Los números no se pueden contradecir, están ahí, a la vista, para determinar claramente que a Boca le cuesta muchísimo de visita. Sólo tres festejos en algo más de quince meses, con el agregado que en el primer torneo conducido por el Virrey, el Final 2013, no pudo ganar en 10 partidos en los que salió de su estadio, con 4 empates y 6 derrotas.
La primera alegría fue recién en la segunda fecha del Inicial 2013, venciendo a Belgrano, en Córdoba, 2 a 1, tras un arbitraje muy polémico de Carlos Maglio, que perjudicó al Pirata en varios de sus fallos. Luego llegó la victoria en el Superclásico, 1 a 0, en el Monumental, con gol de Gigliotti, por la décima jornada del mismo torneo. Y la tercera se dio en este certamen Final 2014, cuando en la séptima fecha superó a Racing, en Avellaneda, 2 a 1.
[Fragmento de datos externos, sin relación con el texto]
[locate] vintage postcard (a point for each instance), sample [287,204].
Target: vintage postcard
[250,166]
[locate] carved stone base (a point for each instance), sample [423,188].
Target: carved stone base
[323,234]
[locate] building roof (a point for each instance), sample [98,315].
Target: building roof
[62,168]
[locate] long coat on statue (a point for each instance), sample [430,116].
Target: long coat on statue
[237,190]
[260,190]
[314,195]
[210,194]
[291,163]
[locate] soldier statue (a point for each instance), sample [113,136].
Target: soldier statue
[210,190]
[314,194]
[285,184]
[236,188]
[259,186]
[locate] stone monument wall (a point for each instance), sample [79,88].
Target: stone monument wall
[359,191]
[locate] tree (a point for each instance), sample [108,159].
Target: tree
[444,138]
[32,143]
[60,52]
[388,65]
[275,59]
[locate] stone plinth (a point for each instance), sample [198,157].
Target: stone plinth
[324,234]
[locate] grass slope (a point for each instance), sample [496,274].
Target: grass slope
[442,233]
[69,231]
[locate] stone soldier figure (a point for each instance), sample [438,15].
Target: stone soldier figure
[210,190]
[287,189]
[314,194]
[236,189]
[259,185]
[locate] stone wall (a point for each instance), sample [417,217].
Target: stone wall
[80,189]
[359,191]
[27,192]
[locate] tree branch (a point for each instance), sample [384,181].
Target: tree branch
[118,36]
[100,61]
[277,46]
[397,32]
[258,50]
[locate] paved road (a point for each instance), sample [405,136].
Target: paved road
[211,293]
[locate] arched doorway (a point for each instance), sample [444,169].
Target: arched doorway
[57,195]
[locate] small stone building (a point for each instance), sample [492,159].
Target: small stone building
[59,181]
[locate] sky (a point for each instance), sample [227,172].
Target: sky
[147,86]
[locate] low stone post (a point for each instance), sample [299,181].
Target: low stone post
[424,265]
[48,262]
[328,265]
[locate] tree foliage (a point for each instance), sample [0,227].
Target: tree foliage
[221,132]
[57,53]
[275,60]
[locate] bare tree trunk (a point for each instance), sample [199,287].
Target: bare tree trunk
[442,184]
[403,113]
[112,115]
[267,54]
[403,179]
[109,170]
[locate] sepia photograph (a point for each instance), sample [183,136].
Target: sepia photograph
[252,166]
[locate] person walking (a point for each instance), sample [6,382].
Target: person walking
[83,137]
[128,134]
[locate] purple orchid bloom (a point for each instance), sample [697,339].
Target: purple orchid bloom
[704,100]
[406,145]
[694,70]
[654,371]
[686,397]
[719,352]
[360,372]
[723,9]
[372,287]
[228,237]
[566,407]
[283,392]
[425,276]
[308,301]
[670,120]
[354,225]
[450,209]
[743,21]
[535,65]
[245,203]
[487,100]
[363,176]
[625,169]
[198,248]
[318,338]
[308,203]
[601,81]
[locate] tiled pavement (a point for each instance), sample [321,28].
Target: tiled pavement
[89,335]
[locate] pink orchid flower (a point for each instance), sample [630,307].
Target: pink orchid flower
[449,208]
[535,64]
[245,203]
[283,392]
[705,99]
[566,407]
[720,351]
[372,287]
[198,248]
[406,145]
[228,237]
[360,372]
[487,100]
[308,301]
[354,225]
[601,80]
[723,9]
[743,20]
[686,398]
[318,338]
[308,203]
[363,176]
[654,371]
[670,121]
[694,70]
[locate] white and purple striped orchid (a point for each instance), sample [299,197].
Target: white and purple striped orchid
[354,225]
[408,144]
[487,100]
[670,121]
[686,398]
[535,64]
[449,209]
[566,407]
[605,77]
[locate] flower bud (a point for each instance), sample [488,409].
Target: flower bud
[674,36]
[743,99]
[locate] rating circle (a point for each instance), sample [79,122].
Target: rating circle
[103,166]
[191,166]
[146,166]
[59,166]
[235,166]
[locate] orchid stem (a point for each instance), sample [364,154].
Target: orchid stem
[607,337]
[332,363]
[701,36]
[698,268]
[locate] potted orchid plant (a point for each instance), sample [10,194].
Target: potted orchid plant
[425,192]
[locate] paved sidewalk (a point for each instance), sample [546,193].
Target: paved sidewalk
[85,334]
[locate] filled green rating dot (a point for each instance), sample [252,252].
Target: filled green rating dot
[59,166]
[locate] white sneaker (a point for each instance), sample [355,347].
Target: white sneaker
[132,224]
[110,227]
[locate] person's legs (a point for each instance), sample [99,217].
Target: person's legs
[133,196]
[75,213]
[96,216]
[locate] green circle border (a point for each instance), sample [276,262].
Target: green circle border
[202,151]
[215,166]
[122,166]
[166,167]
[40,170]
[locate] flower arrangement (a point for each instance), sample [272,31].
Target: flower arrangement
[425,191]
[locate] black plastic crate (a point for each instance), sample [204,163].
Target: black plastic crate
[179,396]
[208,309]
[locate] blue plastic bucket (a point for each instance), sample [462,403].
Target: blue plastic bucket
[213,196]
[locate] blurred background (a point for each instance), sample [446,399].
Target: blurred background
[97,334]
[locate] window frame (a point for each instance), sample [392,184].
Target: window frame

El resto de los 24 partidos de Boca como visitante se reparten entre 9 empates y 12 derrotas, con sólo 16 goles a favor y la escalofriante cifra de 40 goles en su propio arco. Impactante por donde se lo mire, no sólo por los escasos puntos cosechados (apenas el 25 por ciento), sino por las veces que fue vulnerada su valla, con un número final al que contribuyeron derrotas catastróficas, como un 6 a 1 en San Juan, frente a San Martín; un 3 a 0 ante San Lorenzo, en el Nuevo Gasómetro; un 4 a 0 con Newell's, en Rosario; y un 3 a 0 frente a Olimpo, en Bahía Blanca.
Si nos remitimos sólo a los partidos jugados en el interior, como ocurrirá ahora ante Colón, y sumamos a La Plata como parte del mismo, Boca disputó 12 partidos, con 1 solo triunfo (el apuntado con Belgrano), 4 empates y 7 derrotas.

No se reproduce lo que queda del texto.